As for the show, again my sense is that they were too restricted by what they wanted their message to be. There’s a distinction that the Roman poet Horace drew, just over two thousand years ago, that still offers a really good way to evaluate the merits of a work of art: he says in his Ars Poetica, one of the earliest works of literary theory we have that we still talk about today in literature classes, that art should both “instruct and delight.” So some writers will lean towards one or the other—they’ll primarily seek to either teach something beneficial, like they’re imparting a message or insight (we’ll say colloquially that some movies gave us a “take-away,” for instance, and we’ll contrast this with a movie that we say was a “guilty pleasure”), or they’ll try to entertain us by amusing or delighting us. Ideally, the writer should blend both: this is what makes for great art, when there’s both pleasure and instruction.
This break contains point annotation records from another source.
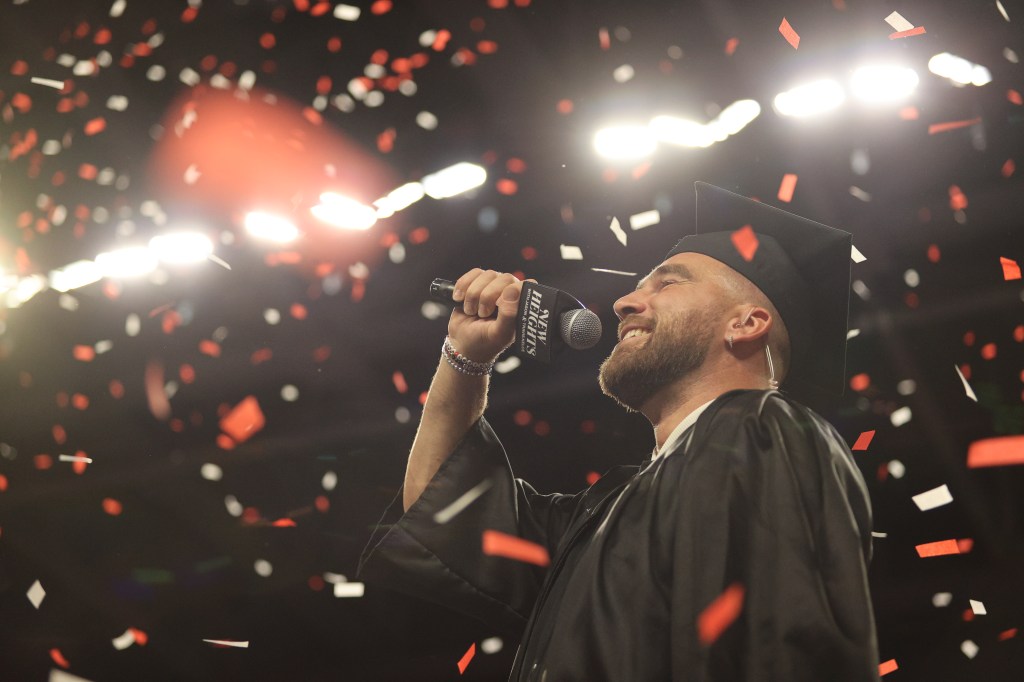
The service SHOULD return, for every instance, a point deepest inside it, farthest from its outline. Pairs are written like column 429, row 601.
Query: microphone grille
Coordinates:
column 581, row 329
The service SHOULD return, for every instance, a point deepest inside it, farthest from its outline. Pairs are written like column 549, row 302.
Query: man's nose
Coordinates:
column 632, row 303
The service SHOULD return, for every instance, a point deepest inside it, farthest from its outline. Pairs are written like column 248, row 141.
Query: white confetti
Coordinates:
column 227, row 642
column 570, row 252
column 967, row 386
column 347, row 12
column 645, row 219
column 937, row 497
column 468, row 498
column 48, row 82
column 897, row 22
column 36, row 594
column 901, row 416
column 124, row 641
column 348, row 589
column 617, row 230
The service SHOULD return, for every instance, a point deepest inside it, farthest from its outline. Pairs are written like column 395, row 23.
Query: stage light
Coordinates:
column 127, row 262
column 881, row 84
column 340, row 211
column 75, row 275
column 958, row 70
column 271, row 227
column 810, row 99
column 682, row 132
column 181, row 247
column 629, row 142
column 398, row 199
column 454, row 180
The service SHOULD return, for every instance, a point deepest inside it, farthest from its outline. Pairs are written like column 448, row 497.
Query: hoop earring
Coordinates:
column 772, row 383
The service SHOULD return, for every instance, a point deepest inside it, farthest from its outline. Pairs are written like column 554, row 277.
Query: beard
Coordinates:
column 676, row 347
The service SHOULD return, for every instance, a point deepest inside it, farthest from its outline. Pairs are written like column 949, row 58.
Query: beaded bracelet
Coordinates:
column 462, row 364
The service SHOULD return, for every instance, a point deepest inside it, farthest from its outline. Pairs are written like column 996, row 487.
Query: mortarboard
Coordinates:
column 802, row 266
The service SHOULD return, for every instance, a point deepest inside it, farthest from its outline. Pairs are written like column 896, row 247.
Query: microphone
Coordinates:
column 539, row 305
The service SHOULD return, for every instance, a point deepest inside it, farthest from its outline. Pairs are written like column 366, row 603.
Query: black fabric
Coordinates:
column 761, row 492
column 801, row 265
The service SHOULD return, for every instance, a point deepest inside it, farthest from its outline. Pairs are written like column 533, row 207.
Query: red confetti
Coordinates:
column 915, row 31
column 787, row 186
column 1011, row 270
column 58, row 658
column 998, row 452
column 787, row 33
column 720, row 613
column 745, row 242
column 863, row 440
column 245, row 420
column 940, row 548
column 517, row 549
column 951, row 125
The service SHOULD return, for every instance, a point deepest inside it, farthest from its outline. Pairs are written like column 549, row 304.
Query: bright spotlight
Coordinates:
column 883, row 84
column 454, row 180
column 340, row 211
column 75, row 275
column 181, row 247
column 271, row 227
column 958, row 70
column 680, row 131
column 625, row 142
column 398, row 199
column 810, row 99
column 128, row 262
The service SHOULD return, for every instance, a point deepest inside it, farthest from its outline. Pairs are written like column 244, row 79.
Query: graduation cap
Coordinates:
column 802, row 266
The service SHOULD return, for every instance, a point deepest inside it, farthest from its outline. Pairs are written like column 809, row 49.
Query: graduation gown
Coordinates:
column 761, row 493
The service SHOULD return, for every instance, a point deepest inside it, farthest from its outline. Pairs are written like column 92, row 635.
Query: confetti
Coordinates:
column 720, row 613
column 967, row 386
column 570, row 252
column 863, row 440
column 36, row 594
column 227, row 642
column 617, row 230
column 517, row 549
column 940, row 548
column 745, row 242
column 786, row 187
column 466, row 499
column 1011, row 269
column 466, row 657
column 787, row 33
column 348, row 590
column 998, row 452
column 935, row 498
column 951, row 125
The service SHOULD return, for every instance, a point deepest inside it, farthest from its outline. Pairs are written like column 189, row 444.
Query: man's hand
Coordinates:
column 473, row 331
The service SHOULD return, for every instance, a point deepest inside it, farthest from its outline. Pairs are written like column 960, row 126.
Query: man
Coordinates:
column 738, row 552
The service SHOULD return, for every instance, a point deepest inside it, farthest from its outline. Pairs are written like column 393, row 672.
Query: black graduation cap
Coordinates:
column 802, row 266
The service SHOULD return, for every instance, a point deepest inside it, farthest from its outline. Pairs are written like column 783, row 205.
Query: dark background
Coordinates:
column 176, row 565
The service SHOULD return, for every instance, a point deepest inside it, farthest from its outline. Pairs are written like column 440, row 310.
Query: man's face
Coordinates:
column 666, row 330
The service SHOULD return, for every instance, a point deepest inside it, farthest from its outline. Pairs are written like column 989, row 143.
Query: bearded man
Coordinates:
column 738, row 551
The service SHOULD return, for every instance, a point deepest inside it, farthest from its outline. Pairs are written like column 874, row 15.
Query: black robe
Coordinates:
column 761, row 492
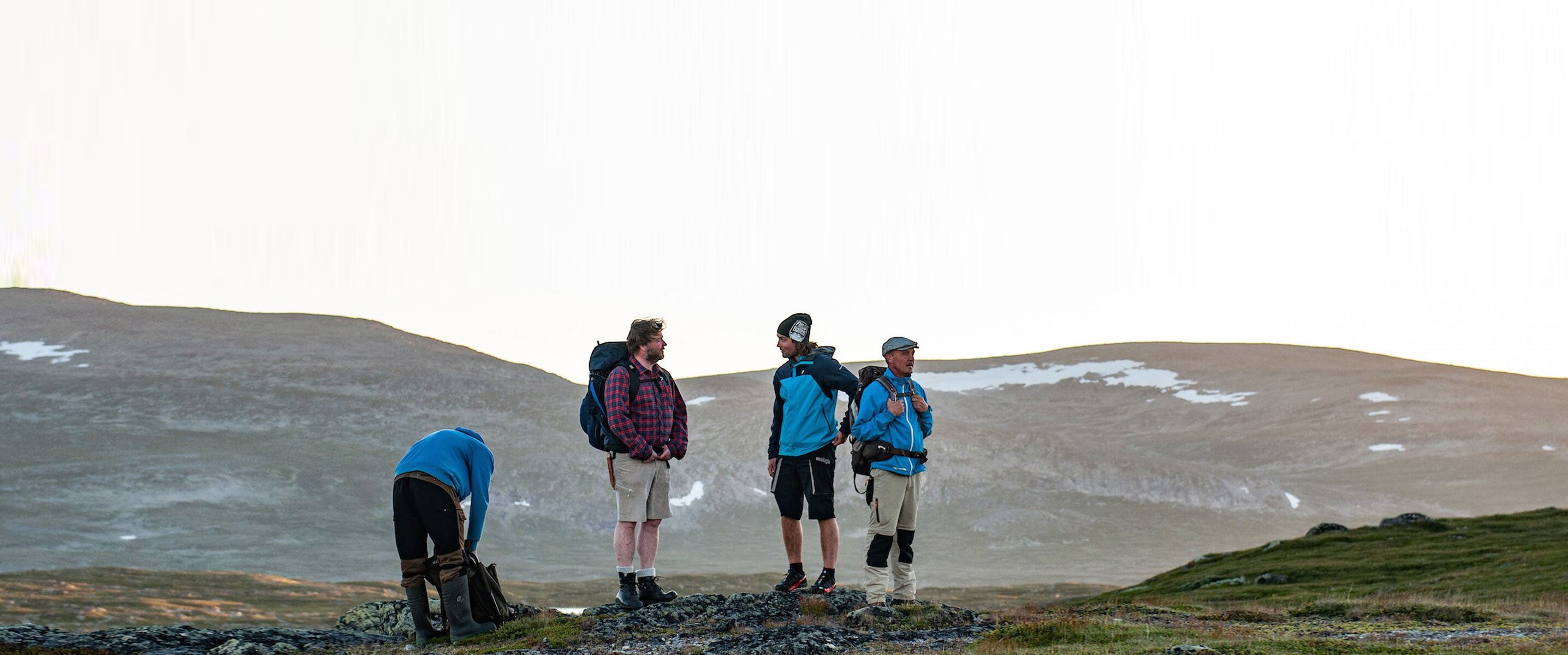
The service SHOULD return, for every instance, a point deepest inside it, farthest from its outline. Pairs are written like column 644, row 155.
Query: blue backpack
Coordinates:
column 592, row 413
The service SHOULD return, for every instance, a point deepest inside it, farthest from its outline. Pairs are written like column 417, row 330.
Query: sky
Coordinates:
column 987, row 177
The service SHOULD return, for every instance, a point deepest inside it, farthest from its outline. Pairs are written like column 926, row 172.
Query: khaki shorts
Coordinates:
column 642, row 490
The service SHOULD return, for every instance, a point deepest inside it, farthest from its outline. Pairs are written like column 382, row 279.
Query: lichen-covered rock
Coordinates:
column 695, row 613
column 791, row 640
column 184, row 640
column 913, row 615
column 872, row 615
column 844, row 600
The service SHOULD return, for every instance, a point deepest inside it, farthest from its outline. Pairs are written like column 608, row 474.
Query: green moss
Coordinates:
column 1496, row 558
column 533, row 632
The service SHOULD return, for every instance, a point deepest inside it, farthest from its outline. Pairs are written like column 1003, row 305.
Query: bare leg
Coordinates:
column 791, row 538
column 625, row 543
column 828, row 533
column 646, row 544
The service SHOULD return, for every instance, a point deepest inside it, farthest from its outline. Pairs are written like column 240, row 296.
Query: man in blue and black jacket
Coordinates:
column 429, row 488
column 900, row 418
column 802, row 445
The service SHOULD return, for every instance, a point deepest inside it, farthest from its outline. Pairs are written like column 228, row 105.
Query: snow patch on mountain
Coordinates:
column 691, row 497
column 35, row 350
column 1112, row 373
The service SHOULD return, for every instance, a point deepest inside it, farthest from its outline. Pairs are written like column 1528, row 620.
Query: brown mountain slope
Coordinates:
column 264, row 443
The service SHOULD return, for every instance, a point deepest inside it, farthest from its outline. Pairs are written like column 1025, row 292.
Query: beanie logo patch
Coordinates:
column 799, row 331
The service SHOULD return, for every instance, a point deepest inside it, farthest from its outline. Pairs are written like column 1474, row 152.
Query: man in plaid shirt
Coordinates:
column 655, row 428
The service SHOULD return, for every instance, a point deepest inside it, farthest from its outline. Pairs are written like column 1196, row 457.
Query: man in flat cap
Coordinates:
column 802, row 447
column 902, row 418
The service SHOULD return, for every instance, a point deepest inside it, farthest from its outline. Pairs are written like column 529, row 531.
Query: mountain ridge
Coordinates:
column 233, row 441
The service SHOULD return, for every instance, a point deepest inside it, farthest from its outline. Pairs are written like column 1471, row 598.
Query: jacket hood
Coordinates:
column 471, row 433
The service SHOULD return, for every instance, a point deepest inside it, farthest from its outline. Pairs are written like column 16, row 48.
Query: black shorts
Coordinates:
column 805, row 480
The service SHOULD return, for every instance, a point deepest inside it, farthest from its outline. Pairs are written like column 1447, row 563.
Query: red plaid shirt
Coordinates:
column 656, row 420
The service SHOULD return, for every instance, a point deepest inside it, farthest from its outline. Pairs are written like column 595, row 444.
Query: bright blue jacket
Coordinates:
column 905, row 431
column 461, row 460
column 805, row 402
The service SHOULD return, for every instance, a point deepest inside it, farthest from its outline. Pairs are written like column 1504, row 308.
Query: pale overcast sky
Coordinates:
column 524, row 177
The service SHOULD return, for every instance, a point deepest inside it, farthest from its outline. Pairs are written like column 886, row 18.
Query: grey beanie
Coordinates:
column 797, row 328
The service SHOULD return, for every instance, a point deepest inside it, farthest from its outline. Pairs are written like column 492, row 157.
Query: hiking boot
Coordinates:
column 791, row 582
column 648, row 591
column 825, row 583
column 460, row 616
column 628, row 596
column 419, row 613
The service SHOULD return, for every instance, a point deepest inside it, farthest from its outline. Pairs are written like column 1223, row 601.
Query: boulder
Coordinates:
column 1404, row 519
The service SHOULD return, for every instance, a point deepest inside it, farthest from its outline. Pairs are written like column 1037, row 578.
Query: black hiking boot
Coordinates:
column 460, row 616
column 628, row 596
column 825, row 583
column 792, row 580
column 419, row 613
column 648, row 591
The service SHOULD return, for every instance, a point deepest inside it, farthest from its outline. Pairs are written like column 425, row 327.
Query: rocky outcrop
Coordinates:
column 744, row 624
column 786, row 623
column 184, row 640
column 391, row 618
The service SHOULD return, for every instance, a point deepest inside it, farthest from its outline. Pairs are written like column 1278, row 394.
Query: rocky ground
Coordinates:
column 744, row 624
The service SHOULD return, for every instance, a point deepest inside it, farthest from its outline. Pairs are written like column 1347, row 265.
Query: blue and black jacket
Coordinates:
column 905, row 431
column 805, row 400
column 461, row 460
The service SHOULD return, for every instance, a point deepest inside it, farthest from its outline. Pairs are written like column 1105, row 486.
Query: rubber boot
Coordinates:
column 628, row 598
column 648, row 591
column 419, row 612
column 460, row 616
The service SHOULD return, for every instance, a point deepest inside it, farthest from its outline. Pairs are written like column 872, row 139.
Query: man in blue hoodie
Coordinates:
column 427, row 502
column 802, row 447
column 902, row 419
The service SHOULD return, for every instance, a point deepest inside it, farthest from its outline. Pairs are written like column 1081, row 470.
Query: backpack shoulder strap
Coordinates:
column 631, row 384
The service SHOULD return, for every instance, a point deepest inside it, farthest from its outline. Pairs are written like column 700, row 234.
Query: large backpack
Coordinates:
column 866, row 452
column 592, row 413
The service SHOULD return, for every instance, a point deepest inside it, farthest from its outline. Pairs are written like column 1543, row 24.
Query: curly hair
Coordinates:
column 642, row 333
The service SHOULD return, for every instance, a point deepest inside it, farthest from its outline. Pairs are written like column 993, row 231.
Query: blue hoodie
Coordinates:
column 805, row 400
column 905, row 431
column 461, row 460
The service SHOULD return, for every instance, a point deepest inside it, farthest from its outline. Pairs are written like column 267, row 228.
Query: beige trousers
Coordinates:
column 896, row 501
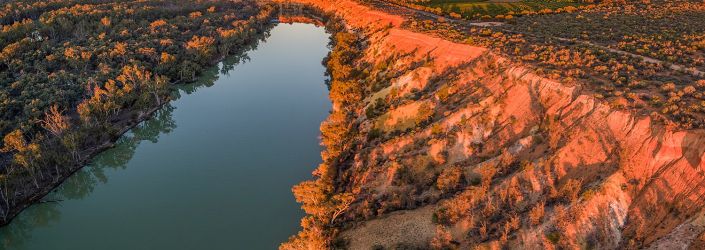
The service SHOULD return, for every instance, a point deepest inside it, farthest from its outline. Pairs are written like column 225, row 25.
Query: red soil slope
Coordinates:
column 645, row 180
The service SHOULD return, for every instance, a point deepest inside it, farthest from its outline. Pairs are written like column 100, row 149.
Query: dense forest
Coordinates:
column 75, row 74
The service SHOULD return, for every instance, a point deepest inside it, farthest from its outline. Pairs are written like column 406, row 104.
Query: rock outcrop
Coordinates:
column 532, row 162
Where the show was lacking was in the pleasure. I confess that watching it was sometimes a slog: there’s nearly no levity at all (I think only two scenes where anyone smiled or had humour?) and so over all seven episodes it was just this relentlessly serious doom-and-gloom story, and thank you but I have my newsfeed for that.

So my overall take is that this leaned too much towards message-delivery vs. art, with the consequence that we saw some of the flattening we were talking about earlier. I wonder if the creators of the show thought that would make it more palatable to their target audience?

I don’t know, maybe this isn’t actually true anymore, but I want to hold onto a belief that people will always want good stories to lose themselves in: that we’re narrative beings (we’re homo sapiens but we’re also homo fictus) and something in us longs to be told a good story.

So even though this show disappointed me on some levels, I want to affirm that more stories like this make it to our screens! I think there’s a hunger out there for quality fantasy and we so rarely get it. So here’s to hoping they get a second season, and that they find their stride and make something magical.

Radix: Two cheers to that! Thank you for your always timely and nuanced thoughts.


Works Cited:
Lawhead, Stephen R. Taliesin. Avon Books, 1987.
Lewis, C.S. Miracles. HarperCollins, 1947.
Lewis, C.S. “Myth Became Fact.” Edited by Walter Hooper. God in the Dock: Essays on Theology and Ethics. Eerdmans, 1970.